The changes to the provision of legal aid and class proceeding and the significant constraints imposed on suing the provincial government all diminish or threaten to diminish access to justice for Ontario residents. Because the CLPA operates retroactively, it will terminate ongoing class action lawsuits.
Although LASA, 1998 is vulnerable to reduction in services (and legal aid has always been vulnerable to decreases in funding), it reflected a greater appreciation for the relationship of persons with low income and the legal system; LASA, 2019 reflects a more nebulous understanding and response to that relationship, more easily diminished because of the discretion permitted LAO and the large scope of authority given to the Attorney General to make regulations, more easily and potentially quietly accomplished than amendments to legislation.

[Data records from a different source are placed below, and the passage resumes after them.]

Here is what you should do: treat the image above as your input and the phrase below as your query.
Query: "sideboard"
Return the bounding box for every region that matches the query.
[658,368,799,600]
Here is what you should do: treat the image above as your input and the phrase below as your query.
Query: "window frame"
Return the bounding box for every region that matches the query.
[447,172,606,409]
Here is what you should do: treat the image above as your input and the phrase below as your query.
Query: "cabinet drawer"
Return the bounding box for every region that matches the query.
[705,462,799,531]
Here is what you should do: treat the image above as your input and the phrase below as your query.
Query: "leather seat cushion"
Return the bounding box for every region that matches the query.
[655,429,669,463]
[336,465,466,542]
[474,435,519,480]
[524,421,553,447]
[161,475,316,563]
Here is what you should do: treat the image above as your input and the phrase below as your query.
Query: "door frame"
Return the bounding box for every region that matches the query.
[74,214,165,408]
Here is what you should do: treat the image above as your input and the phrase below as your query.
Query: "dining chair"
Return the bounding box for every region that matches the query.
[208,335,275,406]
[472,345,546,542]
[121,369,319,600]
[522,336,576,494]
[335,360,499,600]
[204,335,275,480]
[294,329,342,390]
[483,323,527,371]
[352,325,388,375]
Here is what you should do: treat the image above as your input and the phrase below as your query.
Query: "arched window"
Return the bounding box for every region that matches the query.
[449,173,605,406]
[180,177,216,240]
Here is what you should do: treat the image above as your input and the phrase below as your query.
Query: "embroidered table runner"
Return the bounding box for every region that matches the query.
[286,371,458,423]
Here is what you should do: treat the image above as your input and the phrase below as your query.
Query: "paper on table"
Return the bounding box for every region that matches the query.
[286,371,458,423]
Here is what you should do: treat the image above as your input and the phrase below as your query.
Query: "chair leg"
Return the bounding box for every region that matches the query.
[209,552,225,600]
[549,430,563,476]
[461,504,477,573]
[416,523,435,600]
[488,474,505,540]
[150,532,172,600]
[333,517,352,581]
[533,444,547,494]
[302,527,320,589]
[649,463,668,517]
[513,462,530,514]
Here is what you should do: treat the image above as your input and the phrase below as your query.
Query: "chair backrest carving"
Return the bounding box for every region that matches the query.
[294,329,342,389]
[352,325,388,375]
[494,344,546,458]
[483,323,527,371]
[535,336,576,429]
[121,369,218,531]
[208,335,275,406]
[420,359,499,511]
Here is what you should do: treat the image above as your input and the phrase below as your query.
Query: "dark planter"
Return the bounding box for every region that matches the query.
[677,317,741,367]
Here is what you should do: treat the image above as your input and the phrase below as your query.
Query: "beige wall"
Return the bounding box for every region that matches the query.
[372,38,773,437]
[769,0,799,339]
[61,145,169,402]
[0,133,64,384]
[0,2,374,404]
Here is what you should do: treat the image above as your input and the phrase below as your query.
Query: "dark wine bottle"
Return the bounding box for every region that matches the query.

The change in the standard for certification of a class action (something different from interpreting the current standard more rigorously) means it will be harder for groups of Ontarians to seek remedies when they cannot easily bring a lawsuit as individuals. The CLPA is clearly meant to pose barriers to suing government and to ending cases already in the system.
What is common to all of these is that they involve potential proceedings against government (as well as others). Many, although not all, legal aid cases involve government programs; class actions are often directed at government wrongdoing; the CLPA is, of course, entirely about procedings against the Crown. It is not uncommon for governments to enact legislation or provisions in legislation that make it difficult to sue government one way or another. In all these cases, however, government has restricted existing access to justice for ordinary citizens (or at least has made it possible to restrict it), making it more difficult potentially for people to achieve government assistance and explicitly erecting barriers to holding government to account.
With regard to sections 11(1) and (4) as quoted above, in a situation such as that which the community of Walkerton experienced, could these sections withstand constitutional scrutiny?